According to the state’s projections, fewer than 1 percent of for-profit businesses with forgiven PPP loans would be affected by the change in the 2020 tax year, and fewer than 15 percent of such for-profit businesses would be affected in the 2021 tax year.

Some businesses are set up as pass-through entities, which means their taxes are really their owners’ own taxes. So if a business made $150,000 in revenue, that’s what the owner may be living on, said Michael DiBiase, the president and CEO of the Rhode Island Public Expenditure Council. It’s more than just businesses looking at slimmer profits, but people looking at smaller amounts of personal income.

The Rhode Island Public Expenditure Council — a nonprofit, nonpartisan public policy research organization — said Rhode Island should follow the federal government’s lead and not tax forgiven PPP loans.

“The idea that this is tax relief is misleading, because it was not money the state was depending or relying upon until the windfall of the revenue connected with these PPP loans,” DiBiase said.

State legislators have proposed exempting forgiven PPP loans from taxes, and about 100 businesses signed a letter in support of that legislation.
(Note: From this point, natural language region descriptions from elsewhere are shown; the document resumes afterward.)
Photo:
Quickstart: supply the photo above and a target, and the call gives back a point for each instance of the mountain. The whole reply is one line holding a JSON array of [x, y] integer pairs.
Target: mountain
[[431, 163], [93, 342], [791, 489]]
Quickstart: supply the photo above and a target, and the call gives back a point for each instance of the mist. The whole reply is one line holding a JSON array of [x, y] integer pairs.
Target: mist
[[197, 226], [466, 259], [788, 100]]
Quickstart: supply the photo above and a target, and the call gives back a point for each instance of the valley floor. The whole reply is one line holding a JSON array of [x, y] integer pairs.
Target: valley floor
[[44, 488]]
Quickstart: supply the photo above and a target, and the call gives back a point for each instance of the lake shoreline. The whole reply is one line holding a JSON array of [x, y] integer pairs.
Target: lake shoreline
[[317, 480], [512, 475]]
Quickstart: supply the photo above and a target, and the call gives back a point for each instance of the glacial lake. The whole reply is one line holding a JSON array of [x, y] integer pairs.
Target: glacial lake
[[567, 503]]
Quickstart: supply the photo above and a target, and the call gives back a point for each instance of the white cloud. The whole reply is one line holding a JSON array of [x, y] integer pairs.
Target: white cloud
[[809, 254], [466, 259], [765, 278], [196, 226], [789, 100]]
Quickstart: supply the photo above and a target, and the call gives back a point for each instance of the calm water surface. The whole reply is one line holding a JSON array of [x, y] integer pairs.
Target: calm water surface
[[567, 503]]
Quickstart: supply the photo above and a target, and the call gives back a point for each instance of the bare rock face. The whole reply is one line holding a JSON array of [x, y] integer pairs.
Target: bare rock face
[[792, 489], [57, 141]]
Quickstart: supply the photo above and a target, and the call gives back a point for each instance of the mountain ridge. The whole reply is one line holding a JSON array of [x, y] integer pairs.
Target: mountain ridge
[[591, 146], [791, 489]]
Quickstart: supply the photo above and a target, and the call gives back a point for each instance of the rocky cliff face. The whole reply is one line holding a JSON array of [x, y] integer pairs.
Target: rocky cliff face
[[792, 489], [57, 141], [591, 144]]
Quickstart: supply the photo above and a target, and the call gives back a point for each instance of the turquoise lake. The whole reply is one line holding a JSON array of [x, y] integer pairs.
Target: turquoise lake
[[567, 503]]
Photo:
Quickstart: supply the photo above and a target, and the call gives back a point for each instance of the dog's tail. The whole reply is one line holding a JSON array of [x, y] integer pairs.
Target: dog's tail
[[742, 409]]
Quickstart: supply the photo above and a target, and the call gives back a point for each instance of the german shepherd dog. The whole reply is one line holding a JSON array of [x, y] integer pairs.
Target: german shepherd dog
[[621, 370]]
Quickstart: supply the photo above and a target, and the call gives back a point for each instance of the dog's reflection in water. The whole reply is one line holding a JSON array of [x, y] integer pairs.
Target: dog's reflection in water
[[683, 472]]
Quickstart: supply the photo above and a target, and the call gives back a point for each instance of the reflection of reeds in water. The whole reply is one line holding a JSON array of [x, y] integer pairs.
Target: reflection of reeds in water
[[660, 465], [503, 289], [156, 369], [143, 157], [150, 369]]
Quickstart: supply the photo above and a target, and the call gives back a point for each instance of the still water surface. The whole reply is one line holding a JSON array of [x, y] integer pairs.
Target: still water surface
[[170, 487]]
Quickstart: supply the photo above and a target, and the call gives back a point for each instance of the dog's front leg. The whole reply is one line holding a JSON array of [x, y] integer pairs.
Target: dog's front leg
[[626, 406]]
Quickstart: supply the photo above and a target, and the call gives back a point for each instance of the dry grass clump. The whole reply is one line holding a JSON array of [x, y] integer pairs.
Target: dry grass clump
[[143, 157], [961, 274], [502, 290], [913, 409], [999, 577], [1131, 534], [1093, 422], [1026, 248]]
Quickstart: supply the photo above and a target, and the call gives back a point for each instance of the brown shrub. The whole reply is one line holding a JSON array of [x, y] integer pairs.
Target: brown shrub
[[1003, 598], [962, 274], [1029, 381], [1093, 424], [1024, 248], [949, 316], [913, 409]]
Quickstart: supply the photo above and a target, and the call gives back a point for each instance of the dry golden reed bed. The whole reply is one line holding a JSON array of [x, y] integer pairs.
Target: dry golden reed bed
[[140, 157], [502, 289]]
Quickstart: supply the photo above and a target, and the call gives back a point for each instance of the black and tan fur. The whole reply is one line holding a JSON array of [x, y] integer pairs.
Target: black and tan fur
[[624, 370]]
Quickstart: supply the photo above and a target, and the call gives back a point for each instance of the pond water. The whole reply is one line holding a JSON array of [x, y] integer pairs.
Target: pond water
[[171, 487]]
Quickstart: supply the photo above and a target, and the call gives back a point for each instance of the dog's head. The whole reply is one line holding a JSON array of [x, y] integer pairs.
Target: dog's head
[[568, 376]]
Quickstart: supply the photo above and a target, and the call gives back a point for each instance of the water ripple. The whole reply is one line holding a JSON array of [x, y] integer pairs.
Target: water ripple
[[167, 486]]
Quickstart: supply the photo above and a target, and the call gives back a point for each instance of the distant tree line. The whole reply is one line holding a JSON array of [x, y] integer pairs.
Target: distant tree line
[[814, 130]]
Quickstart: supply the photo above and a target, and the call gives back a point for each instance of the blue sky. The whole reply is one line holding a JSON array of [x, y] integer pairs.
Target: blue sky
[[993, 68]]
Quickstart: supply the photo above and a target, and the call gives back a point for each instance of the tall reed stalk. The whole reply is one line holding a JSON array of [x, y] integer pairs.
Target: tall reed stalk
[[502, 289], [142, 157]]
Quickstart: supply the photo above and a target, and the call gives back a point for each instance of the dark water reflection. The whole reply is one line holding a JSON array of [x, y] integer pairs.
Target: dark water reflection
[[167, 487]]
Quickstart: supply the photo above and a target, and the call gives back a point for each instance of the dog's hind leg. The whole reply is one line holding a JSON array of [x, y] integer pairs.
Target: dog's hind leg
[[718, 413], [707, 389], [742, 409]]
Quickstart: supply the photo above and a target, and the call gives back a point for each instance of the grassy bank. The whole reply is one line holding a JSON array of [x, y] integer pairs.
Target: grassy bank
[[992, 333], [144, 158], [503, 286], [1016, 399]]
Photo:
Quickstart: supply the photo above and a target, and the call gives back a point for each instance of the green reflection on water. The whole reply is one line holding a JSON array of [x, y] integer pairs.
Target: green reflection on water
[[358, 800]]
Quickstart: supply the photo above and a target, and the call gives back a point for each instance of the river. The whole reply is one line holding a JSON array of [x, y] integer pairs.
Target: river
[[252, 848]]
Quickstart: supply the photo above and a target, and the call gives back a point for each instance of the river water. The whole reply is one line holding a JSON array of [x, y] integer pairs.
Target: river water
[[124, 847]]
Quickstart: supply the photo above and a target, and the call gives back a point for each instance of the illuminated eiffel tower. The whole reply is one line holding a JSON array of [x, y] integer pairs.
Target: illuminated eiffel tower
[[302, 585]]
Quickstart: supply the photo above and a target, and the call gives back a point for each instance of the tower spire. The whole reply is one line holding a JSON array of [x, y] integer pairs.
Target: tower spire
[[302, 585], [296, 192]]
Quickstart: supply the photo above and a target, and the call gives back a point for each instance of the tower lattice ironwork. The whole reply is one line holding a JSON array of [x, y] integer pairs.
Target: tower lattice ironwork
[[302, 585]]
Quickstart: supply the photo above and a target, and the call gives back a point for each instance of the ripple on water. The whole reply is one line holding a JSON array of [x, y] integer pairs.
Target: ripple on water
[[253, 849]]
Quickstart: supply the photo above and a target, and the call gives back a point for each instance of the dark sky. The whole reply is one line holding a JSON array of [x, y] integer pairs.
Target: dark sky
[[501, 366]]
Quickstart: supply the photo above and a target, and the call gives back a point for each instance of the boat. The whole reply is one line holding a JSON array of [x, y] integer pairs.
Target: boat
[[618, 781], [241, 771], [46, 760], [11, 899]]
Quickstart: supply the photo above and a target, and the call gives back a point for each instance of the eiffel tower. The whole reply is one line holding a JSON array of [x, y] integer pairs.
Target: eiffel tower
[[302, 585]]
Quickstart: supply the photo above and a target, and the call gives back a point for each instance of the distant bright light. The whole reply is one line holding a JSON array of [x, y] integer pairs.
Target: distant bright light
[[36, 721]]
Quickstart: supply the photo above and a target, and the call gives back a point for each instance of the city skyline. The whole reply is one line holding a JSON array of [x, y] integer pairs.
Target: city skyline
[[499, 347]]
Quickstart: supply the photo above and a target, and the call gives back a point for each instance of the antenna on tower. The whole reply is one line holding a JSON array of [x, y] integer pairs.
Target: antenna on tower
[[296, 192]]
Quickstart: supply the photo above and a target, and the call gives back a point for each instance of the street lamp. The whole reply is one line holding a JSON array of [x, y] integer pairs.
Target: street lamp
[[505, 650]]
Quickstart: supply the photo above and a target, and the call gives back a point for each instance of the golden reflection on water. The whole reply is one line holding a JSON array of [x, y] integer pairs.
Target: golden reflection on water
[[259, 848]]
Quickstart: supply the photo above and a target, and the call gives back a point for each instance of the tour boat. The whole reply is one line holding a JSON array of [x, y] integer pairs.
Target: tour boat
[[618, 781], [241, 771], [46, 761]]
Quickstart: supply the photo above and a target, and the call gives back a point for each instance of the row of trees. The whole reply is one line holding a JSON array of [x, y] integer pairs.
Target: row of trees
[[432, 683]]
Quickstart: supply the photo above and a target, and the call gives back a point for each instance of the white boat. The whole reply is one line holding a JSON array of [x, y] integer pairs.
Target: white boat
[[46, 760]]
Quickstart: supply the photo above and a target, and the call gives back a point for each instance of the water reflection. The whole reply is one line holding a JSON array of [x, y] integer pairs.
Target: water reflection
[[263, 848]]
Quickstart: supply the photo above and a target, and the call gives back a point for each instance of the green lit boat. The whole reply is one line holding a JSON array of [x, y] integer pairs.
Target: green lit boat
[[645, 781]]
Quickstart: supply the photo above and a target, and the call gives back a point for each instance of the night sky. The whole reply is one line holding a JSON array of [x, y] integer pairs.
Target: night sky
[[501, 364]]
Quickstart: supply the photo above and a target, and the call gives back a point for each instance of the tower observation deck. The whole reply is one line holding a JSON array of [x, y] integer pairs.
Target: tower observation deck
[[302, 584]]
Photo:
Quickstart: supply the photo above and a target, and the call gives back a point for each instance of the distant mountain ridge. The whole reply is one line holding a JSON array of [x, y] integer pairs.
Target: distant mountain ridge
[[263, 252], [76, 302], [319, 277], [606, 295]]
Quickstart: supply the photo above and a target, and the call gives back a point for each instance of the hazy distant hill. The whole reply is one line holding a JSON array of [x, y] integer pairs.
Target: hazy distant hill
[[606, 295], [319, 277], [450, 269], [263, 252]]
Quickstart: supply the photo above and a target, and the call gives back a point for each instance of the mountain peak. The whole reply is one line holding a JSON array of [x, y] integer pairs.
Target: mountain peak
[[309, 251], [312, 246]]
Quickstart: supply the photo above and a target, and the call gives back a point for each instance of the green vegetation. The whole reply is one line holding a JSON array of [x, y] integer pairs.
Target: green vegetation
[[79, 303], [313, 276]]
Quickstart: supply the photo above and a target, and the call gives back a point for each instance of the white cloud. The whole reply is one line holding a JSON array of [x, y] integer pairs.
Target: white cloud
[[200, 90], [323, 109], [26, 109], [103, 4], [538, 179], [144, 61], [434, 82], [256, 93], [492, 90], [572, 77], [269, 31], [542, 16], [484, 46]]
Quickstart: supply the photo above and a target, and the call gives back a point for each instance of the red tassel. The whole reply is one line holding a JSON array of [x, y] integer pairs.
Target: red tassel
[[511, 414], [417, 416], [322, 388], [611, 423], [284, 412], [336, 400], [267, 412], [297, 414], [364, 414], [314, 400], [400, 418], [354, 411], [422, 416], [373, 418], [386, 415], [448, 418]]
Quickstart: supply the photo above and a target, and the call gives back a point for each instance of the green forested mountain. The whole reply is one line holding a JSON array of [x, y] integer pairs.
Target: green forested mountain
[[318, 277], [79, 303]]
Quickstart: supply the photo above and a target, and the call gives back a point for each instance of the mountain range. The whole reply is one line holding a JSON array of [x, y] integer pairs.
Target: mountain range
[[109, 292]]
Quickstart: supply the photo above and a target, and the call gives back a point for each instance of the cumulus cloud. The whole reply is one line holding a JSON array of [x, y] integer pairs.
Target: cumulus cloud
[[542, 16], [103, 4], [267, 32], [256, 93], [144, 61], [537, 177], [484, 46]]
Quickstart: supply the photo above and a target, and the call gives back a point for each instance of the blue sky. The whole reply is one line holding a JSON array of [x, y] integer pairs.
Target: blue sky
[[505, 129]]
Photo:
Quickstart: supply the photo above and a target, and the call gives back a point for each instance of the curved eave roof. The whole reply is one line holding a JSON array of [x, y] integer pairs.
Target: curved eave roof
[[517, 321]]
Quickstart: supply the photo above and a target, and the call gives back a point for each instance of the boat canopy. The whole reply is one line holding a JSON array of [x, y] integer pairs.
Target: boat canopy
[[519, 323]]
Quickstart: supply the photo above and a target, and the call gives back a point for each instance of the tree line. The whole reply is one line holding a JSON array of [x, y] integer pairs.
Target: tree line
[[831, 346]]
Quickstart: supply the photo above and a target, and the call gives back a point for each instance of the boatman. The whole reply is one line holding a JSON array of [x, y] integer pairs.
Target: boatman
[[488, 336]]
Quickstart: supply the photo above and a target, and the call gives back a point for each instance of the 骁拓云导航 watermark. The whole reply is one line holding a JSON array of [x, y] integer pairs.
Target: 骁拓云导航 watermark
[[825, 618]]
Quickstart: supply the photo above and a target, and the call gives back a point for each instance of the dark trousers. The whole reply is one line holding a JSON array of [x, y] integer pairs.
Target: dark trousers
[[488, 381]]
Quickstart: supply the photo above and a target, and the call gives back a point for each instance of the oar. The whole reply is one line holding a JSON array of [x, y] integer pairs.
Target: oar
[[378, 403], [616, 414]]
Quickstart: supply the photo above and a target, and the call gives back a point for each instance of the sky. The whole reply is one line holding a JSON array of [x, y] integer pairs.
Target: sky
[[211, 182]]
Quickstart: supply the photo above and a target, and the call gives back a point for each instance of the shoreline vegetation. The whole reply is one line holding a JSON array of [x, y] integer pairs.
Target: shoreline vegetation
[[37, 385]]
At a hearing last week, businesses explained how and why the proposal would affect them.

But the Economic Progress Institute, a progressive think tank in Providence, has come out in support of McKee’s proposal. In fact, Alan Krinsky, a senior policy analyst there, said it might not go far enough: Rhode Island should consider fully breaking with federal law on PPP loan taxes, because the federal rules are a departure from longstanding tax policy.


“Even though we’re expecting considerable federal aid in general from the American Rescue Plan, these are important funds for the state,” Krinsky said. “As we face possible budget deficits going forward, there’s a lot of money the state can use for other purposes, including the kinds of projects, whether it’s for community schools, infrastructure, or job training, that actually help small businesses in the state.”